The Santisi family’s kitchen prior to the remodel.

Sounds like a kitchen crying out for a makeover, and that’s just what Santisi, her husband, Juan, and their two boys got. The family teamed with designer Sarah Kahn Turner from Jennifer Gilmer Kitchen & Bath. The Maryland-based firm recently opened a new location in the Ashburn Village Shopping Center.

“It was definitely too heavy and builder-grade and dark. It felt like a doctor’s office,” said Turner, referring to the Santisi family’s original kitchen. “I wanted to capture all the wasted floor space, redesign the angles and really open it up and redirect the space.”

There were several main issues to tackle.

Turner designed a new kitchen that repositioned nearly everything — the island got longer and switched positions. The refrigerator moved to a better location. A wall was extended, and the pass-through to the sun room widened by 3 feet to allow more natural light.

Turner also focused on how the Santisis would use their kitchen, adding storage for items near where they would be needed and creating a work flow from food storage areas to prep areas to cooking areas.

“There are a lot of cookie-cutter floor plans out there, but they don’t have to be,” Turner said. “[Builders] make spaces so large, but … I don’t think they consider how people are going to actually use the kitchen. They just want to fill it.”

Besides the structure and layout of the kitchen, much attention was given to the aesthetics — the materials used and the colors chosen.

Take the large center island for example — one half is a natural silvery quartzite, while the other half is an oiled, food-safe African wenge wood.

“The contrast of the surfaces gives it a lot of character,” Santisi said. “Having the natural wood gives it a very nice touch versus having it all white.”

Light kitchens with white cabinets are popular, but Turner threw in a twist to make the Santisis’ kitchen pop.

“We changed all the cabinet finishes to white, but we darkened the floor,” she said.
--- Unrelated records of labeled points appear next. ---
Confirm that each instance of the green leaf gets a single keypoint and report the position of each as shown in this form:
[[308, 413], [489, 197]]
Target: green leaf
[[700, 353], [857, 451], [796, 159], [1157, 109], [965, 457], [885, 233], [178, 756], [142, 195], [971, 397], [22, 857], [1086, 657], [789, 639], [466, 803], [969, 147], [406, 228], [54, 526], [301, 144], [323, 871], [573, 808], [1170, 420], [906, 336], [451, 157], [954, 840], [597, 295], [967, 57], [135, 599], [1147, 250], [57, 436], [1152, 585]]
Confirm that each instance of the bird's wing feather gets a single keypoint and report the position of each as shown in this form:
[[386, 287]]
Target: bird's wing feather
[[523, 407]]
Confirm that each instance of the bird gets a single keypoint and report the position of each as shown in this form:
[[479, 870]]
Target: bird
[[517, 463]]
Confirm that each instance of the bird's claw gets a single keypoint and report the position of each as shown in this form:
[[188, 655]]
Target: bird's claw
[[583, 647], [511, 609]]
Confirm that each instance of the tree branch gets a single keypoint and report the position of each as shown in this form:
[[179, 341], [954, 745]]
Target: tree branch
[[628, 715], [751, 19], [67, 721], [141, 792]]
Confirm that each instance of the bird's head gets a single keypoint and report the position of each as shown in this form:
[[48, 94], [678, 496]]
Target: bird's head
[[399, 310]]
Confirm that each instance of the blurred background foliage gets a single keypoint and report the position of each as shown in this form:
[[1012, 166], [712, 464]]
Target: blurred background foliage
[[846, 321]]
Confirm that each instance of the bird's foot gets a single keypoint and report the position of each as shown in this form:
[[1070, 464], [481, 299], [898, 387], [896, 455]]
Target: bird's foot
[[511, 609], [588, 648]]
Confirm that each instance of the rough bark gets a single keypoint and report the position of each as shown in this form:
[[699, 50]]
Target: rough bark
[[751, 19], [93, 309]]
The existing hardwood was sanded and refinished with a Jacob Bean stain. “It helped anchor the floor and emphasize the ceiling height.”

Marisa Santisi is thrilled with her new kitchen and she shared her two big takeaways — advice she would give others undertaking a kitchen makeover:

  • Seriously consider using a professional designer. “Even if you know what color cabinets you like or what surfaces you want, they know how to utilize the space much better than you.”
  • Think about how many years you want this kitchen to last because some styles may not age well (wood paneling and shag carpeting come to mind). “I wanted to go completely modern, but [Turner] was able to explain how going to extremes on the modern side would actually make the kitchen outdated faster.”